Word Representations via Gaussian Embedding05 Nov 2017
- Existing word embedding models like Skip-Gram, GloVe etc map words to fixed sized vectors in a low dimensional vector space.
- This fixed point setting cannot capture uncertainty about representation.
- Further, these fixed point vectors are compared with measures like dot product and cosine similarity which are not suitable for capturing asymmetric properties like textual entailment and inclusion.
- The paper proposes to learn Gaussian function embeddings (with diagonal covariance) for the word vectors.
- This way, the words are mapped to soft regions in the embedding space which enables modeling uncertainty and asymmetric properties like inclusion and uncertainty.
- Link to the paper
- KL divergence is used as the asymmetric distance function for comparing the distributions.
- Unlike the Word2Vec model, the proposed model uses ranking-based loss.
Similarity Measures used
- For two gaussian distributions, Pi and Pj, compute the inner product E(Pi, Pj) as N(0; meani - meanj, sigmai + sigmaj).
- Compute the gradient of mean and sigma with respect to log(E).
The resulting loss function can be interpreted as pushing the means closer which encouraging the two gaussians to be more concentrated.
- Use KL divergence to encode the context distribution.
- The benefit over the symmetric setting is that now entailment type relations can also be modeled.
- For example, a low KL divergence from x to y indicates that y can be encoded as x or that y “entails” x.
- One of the two notions of similarity is chosen and max-margin is used as the loss function.
- Mean is regularized by adding a simple constraint on the L2-norm.

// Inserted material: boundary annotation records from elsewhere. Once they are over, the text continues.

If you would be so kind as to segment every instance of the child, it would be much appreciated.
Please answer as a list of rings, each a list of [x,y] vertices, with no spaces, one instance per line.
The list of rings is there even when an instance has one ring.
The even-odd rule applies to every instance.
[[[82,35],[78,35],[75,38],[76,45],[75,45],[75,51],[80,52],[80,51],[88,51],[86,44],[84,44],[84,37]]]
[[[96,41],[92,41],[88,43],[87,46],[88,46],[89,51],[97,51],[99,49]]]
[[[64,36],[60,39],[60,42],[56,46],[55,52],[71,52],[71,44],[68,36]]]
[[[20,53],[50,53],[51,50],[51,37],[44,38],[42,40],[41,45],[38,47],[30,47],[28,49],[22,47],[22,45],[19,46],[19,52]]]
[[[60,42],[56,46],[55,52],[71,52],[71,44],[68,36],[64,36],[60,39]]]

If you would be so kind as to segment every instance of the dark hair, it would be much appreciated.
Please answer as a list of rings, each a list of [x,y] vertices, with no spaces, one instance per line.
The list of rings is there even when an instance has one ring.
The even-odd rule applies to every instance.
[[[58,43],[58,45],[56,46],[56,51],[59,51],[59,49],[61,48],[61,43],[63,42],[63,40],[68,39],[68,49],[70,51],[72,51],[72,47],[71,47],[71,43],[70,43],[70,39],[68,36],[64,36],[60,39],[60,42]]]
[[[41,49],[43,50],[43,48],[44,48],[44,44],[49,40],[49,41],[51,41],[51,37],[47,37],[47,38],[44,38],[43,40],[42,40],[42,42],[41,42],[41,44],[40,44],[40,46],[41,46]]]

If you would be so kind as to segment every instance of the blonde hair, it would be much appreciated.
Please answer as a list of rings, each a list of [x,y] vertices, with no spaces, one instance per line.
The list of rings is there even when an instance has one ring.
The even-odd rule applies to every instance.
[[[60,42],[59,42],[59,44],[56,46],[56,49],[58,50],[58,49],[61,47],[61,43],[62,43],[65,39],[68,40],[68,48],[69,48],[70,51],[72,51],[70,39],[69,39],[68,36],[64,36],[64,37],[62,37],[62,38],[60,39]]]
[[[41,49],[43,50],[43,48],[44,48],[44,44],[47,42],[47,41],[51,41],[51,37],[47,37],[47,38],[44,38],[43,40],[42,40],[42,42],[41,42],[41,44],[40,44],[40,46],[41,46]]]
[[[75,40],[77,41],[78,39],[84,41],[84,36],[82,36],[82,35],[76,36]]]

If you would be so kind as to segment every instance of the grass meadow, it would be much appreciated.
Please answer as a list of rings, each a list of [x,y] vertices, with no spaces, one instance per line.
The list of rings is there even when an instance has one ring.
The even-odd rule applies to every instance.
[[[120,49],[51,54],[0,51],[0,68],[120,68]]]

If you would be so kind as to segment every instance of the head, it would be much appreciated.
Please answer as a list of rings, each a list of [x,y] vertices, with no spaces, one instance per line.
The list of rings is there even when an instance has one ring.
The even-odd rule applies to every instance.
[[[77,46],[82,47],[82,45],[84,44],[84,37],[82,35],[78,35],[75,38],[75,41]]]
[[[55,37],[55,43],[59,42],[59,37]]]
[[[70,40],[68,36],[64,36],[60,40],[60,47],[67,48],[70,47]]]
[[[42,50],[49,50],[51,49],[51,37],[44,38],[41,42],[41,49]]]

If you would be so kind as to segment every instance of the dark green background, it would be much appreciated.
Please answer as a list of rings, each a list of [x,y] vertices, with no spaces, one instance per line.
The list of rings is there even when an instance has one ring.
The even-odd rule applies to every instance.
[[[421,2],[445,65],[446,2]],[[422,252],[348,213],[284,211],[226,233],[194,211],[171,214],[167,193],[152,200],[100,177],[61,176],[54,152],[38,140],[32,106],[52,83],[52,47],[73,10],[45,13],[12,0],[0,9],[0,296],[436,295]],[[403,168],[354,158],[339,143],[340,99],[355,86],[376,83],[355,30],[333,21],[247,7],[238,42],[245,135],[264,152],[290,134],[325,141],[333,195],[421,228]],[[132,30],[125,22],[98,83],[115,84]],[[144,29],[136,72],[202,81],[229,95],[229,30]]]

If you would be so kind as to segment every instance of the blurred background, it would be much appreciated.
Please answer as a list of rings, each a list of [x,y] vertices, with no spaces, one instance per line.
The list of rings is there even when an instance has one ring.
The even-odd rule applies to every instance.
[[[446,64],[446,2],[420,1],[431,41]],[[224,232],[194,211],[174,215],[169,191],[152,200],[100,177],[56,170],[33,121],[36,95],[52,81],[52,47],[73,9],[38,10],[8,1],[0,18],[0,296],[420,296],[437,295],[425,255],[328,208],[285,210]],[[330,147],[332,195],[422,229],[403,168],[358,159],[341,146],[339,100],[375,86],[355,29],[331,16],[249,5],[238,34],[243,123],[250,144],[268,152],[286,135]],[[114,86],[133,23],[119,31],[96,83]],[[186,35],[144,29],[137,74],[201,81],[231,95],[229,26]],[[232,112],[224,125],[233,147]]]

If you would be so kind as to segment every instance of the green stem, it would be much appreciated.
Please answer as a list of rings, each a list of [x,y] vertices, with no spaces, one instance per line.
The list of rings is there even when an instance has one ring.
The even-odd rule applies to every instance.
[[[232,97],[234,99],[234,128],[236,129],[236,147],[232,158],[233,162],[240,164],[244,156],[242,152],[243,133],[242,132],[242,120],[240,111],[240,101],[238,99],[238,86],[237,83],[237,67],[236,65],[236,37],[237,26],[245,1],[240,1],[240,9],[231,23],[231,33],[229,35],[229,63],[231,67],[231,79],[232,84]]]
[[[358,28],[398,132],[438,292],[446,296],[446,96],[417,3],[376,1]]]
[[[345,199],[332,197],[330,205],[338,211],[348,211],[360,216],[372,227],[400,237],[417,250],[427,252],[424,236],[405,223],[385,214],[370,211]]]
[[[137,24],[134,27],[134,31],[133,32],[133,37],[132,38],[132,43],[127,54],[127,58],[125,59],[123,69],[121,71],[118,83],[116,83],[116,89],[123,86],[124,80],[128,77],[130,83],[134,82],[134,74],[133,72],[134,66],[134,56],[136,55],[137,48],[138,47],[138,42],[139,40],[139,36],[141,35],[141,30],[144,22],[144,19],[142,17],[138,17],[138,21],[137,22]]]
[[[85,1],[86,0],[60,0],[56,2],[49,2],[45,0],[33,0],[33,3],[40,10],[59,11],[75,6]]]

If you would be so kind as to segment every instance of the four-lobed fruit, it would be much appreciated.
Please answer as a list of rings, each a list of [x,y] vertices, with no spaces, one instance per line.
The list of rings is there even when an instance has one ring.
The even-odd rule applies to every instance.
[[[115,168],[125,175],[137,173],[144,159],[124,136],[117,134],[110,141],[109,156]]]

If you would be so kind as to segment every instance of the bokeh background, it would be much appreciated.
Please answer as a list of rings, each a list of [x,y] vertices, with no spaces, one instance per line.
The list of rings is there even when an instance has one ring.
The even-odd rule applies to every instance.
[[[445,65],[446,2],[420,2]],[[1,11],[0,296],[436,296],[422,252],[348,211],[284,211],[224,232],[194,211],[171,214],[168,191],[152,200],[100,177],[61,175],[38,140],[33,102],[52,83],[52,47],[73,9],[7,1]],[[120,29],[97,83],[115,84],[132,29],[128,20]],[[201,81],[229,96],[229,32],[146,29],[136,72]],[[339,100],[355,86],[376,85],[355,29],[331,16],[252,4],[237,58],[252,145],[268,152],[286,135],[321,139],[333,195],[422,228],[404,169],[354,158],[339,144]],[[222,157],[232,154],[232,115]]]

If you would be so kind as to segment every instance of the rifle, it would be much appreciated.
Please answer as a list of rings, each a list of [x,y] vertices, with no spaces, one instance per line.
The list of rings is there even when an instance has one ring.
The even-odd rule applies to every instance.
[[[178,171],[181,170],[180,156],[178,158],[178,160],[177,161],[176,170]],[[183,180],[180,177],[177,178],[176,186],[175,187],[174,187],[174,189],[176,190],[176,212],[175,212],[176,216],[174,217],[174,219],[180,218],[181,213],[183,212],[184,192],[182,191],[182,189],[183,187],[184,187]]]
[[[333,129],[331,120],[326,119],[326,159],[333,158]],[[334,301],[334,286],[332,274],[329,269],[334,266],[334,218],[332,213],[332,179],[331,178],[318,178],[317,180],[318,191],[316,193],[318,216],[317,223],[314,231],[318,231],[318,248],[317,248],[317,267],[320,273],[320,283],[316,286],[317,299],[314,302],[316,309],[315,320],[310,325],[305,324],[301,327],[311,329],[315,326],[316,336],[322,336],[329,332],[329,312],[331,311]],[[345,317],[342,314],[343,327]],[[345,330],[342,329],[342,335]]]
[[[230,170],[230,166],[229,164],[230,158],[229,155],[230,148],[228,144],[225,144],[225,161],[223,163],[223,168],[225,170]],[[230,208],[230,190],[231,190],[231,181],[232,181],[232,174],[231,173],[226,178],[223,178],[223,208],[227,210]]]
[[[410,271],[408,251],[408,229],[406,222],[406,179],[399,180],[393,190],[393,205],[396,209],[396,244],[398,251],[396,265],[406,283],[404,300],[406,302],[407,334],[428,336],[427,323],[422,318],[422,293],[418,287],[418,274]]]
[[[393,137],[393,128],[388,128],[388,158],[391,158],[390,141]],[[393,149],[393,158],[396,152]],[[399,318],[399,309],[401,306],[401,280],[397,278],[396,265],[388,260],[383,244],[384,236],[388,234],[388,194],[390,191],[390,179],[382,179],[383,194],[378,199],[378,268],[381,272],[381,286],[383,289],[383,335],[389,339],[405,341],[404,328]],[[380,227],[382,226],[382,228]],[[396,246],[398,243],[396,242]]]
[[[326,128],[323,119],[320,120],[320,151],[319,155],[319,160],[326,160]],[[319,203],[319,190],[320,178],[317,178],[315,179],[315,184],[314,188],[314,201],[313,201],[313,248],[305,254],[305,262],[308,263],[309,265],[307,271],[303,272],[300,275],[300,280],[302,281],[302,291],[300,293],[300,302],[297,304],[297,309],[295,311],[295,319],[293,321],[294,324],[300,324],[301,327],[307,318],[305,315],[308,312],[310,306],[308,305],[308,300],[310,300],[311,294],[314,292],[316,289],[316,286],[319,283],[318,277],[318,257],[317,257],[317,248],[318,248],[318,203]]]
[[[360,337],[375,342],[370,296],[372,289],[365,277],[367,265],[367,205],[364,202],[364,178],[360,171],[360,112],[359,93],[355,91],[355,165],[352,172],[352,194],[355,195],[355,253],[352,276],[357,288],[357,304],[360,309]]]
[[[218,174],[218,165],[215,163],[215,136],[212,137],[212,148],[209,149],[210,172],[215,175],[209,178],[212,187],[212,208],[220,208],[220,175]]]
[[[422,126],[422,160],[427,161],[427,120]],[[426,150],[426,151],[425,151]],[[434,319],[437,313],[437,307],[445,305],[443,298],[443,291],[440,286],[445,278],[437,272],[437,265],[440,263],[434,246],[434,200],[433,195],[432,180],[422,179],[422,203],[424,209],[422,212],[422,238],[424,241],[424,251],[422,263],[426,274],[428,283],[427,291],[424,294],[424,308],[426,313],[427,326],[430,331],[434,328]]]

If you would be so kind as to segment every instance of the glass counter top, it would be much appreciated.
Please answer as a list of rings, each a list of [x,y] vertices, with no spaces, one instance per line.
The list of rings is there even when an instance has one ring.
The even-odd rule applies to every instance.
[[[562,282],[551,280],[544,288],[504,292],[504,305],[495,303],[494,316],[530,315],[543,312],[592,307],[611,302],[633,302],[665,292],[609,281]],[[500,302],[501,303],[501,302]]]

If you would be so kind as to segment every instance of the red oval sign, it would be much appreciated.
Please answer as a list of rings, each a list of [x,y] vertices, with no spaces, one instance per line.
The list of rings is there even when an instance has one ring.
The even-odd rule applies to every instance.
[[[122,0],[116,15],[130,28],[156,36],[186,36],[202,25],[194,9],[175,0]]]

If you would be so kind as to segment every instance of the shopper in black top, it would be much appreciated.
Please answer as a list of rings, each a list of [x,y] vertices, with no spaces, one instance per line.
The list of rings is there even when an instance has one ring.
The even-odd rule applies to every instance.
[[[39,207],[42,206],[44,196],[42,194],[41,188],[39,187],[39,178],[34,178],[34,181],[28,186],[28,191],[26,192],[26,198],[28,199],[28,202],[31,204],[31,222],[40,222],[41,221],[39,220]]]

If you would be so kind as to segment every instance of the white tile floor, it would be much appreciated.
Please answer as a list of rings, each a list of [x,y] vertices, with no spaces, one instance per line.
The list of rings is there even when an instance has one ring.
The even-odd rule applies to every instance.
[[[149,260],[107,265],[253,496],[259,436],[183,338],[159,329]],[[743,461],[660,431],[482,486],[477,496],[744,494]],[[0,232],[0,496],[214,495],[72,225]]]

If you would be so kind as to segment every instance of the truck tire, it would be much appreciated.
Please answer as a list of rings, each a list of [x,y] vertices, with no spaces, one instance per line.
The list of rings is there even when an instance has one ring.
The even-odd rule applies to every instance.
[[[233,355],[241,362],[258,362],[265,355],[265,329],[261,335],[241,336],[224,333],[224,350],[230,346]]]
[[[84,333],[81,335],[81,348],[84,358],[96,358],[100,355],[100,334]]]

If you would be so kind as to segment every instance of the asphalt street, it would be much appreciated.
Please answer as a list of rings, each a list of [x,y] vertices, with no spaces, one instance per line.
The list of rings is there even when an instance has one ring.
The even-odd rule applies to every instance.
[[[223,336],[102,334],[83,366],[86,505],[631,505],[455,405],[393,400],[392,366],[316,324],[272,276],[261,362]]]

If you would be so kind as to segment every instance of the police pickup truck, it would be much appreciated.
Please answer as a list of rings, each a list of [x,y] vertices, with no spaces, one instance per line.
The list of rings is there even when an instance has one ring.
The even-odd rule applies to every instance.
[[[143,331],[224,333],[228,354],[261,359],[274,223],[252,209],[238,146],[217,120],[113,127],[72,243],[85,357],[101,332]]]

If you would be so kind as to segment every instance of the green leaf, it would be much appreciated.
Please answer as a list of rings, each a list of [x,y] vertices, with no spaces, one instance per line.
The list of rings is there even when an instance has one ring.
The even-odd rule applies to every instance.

- For covariance matrix, the eigenvalues are constrained to lie within a hypercube. This ensures that the positive-definite property of the covariance matrix is maintained while having a constraint on the size.
- Polysemous words have higher variance in their word embeddings as compared to specific words.
- KL divergence (with diagonal covariance) outperforms other models.
- Simple tree hierarchies can also be modeled by embedding into the Gaussian space. A Gaussian is created for each node with randomly initialized mean and the same set of embeddings is used for nodes and context.
- For word similarity benchmarks, embeddings with spherical covariance have a slight edge over embeddings with diagonal covariance and outperform the Skip-Gram model in all the cases.
- Use combinations of low rank and diagonal matrices for covariances.
- Improved optimisation strategies.
- Trying other distributions like Student’s-t distribution.